In the aftermath of Black Hat USA, Ariana Lynn, Principal Analyst at The Fast Mode spoke to Dan Woods, Global Head of Bot and Risk Management at F5. Dan explores F5’s participation at the event, key security trends and new threats posed by artificial intelligence (AI).
Ariana: How was this year’s Black Hat? Can you share F5’s highlights at the event?
Dan: As a cybersecurity professional, Black Hat USA is one of the events I most look forward to attending - both for the chance to meet with customers, and to walk the show floor and see what vendors are saying. It’s a good opportunity to see what’s on the minds of industry practitioners, as well as what cybersecurity marketing departments think will resonate most with them.
So what did the landscape look like this year in Las Vegas? More than ever, it was about bots and generative AI, and how attackers are finding new and different ways to deploy them.
Ariana: What were some of the key takeaways for the security industry?
Dan:
AI and Bot-Driven Fraud is Personal - This isn’t purely a technical issue for those of us in the trenches. The big, earthshaking threats posed by bots and AI tend to dominate the headlines: toppling governments, sabotaging pipelines and electrical grids, and other major attacks of that nature. These are obviously real concerns, but they are rare. What’s much more common are the attacks that aren’t reported. I’m thinking of the individuals who lose their savings due to phishing and fraud, and the suffering that follows. People who are living paycheck to paycheck can lose access to healthcare, their homes, their families, and even their lives.
Who’s Most at Risk? - The elderly remain a prime target for phishing and fraud, but increasingly so are young people. More than 80% of monthly active users in virtual environments are under 18, and there’s significant potential for bots to conduct social engineering on them. As Sam Altman of OpenAI has said, children will soon have more AI friends than human friends. This should scare us. Criminals can do tremendous harm by using bots to infiltrate people’s lives at a vulnerable age - whether they are children, or seniors.
AI is Great at Social Engineering - Maybe the biggest use case for AI as a tool for cybercrime is making social engineering attacks more effective. Using AI technology, one bad actor can socially engineer millions of people - and they have the power to be very persuasive. We already see this with phishing emails that lack the typical signs recipients use to spot phishing: spelling, punctuation, and grammar mistakes. Today, most email and phone fraud is done in impoverished countries by people whose first language isn’t English. Using tools like ChatGPT eliminates human error, resulting in fraudulent email messages with perfect spelling and grammar. We can expect the same with phone fraud and even video chat, as deepfakes become more convincing and easier to create.
AI Can Hear You Typing - In a recent study, researchers found that an AI tool was able to decipher text by listening to audio of a person tapping on a laptop keyboard. The AI could make out what words were being typed with 95% accuracy when the sounds were recorded with a nearby smartphone. When trained on keystrokes recorded using Zoom, the AI achieved 93% accuracy. The results indicate that side channel attacks via off-the-shelf equipment and algorithms are practical - though it's arguably simpler to use social engineering to trick someone into giving you their password. However, in a world where a smartphone with a microphone or some other remotely-activated listening device (such as Amazon Echo) could be nearby and active, we should keep this use of AI on our radar.
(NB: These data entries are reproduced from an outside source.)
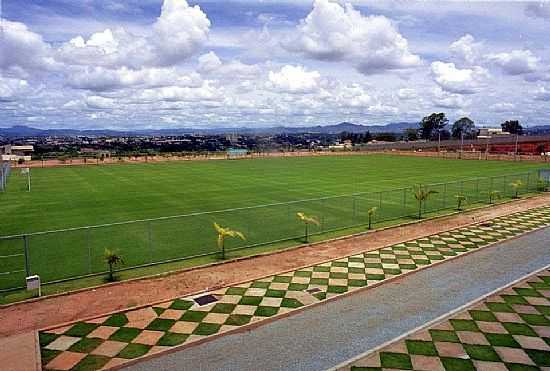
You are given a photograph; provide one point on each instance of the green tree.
(422, 194)
(370, 214)
(307, 220)
(460, 199)
(432, 124)
(113, 259)
(512, 126)
(516, 186)
(223, 233)
(463, 126)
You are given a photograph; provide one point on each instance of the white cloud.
(294, 79)
(179, 32)
(466, 49)
(448, 100)
(538, 10)
(332, 32)
(516, 62)
(406, 94)
(455, 80)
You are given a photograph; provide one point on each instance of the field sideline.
(89, 195)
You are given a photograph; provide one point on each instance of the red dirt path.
(49, 311)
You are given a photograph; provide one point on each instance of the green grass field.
(68, 197)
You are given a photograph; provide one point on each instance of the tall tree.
(463, 126)
(432, 124)
(512, 126)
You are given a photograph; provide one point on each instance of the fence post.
(150, 238)
(27, 256)
(89, 250)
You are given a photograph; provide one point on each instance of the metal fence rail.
(5, 170)
(77, 252)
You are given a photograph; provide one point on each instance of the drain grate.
(205, 299)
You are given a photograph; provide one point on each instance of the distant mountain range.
(25, 131)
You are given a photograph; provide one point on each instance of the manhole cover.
(205, 299)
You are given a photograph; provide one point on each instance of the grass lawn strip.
(135, 333)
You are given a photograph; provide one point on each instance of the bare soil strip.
(50, 311)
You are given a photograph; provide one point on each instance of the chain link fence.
(79, 252)
(5, 170)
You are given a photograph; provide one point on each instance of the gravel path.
(325, 336)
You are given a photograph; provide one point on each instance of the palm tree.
(516, 185)
(226, 232)
(113, 259)
(370, 214)
(493, 195)
(422, 194)
(307, 220)
(460, 198)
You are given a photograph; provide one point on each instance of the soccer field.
(67, 197)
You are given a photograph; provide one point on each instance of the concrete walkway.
(325, 336)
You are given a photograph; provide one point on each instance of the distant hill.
(25, 131)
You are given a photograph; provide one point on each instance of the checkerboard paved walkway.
(115, 339)
(507, 331)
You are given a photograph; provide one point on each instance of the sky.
(129, 64)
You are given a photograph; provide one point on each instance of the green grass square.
(161, 324)
(125, 334)
(357, 283)
(319, 281)
(193, 316)
(250, 300)
(535, 319)
(337, 289)
(223, 308)
(502, 340)
(338, 275)
(457, 364)
(81, 329)
(500, 307)
(235, 291)
(206, 329)
(237, 319)
(134, 351)
(171, 339)
(91, 362)
(282, 279)
(445, 336)
(424, 348)
(116, 320)
(514, 299)
(481, 353)
(263, 311)
(46, 355)
(297, 287)
(523, 291)
(260, 285)
(275, 293)
(464, 325)
(85, 345)
(519, 329)
(483, 315)
(540, 357)
(179, 304)
(45, 338)
(291, 303)
(399, 361)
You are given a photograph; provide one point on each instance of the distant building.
(491, 132)
(15, 153)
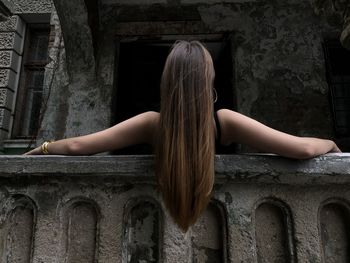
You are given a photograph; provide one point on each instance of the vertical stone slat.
(271, 234)
(142, 233)
(208, 237)
(82, 233)
(20, 236)
(241, 237)
(334, 222)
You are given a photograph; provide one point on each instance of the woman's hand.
(237, 128)
(136, 130)
(36, 151)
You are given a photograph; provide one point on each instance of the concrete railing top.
(326, 169)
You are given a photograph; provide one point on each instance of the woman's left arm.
(136, 130)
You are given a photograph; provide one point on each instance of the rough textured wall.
(279, 66)
(32, 6)
(108, 209)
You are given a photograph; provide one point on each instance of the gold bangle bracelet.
(44, 147)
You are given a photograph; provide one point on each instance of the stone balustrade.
(107, 209)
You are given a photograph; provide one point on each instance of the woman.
(185, 132)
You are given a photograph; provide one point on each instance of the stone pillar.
(11, 51)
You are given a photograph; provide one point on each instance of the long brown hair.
(185, 149)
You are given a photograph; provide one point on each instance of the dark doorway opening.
(140, 67)
(338, 77)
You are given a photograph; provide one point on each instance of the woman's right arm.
(237, 128)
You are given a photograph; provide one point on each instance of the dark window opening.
(338, 76)
(30, 91)
(140, 68)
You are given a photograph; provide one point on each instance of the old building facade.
(69, 68)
When Bots are Your Biggest Customer - What company wouldn’t want to see their product sell out on the first day? However, while the executives are clinking champagne glasses in the boardrooms their customers are seething - because those eagerly anticipated items were sold to bots and then resold online at a huge markup.
This is a major problem in online retail, from concert tickets to limited edition sneakers. We saw this recently at F5, where I work: sneaker bots were disrupting the launches of new products from PUMA North America, disappointing customers and taking the site down for hours at a time. We helped them mitigate the attacks and enable a better experience for their loyal fans, enabling the launch of several high-demand shoes without automated traffic degrading site performance.
Us vs. Them - As we’ve seen in recent election cycles and ticket buying fiascos, bots continue to disrupt how organizations approach their online customer experience, presence, and security strategy. What started as a tool to support the early days of the internet has morphed into an epidemic of misinformation, fraud, and fake online traffic. Solutions and education to help mitigate AI and bot-driven attacks were everywhere at Black Hat USA this year. The question is, were attendees paying attention? We’ll find out when we come back next year.
Dan Woods is the Global Head of Bot and Risk Management at F5. Prior to F5, Dan spent more than 20 years with local, state, and federal law enforcement and intelligence organizations including the FBI and the CIA. After earning his BSE in computer systems engineering, Dan joined the CIA as a cyber operations officer. Dan then joined the FBI as a special agent where he investigated cyber terrorism and other cyber-enabled crimes. Dan finished his career in public service as the assistant chief agent for the state attorney general in Arizona. After leaving government service, Dan joined Silicon Valley start-up Shape Security. Dan joined F5 when F5 acquired Shape Security in Jan 2020.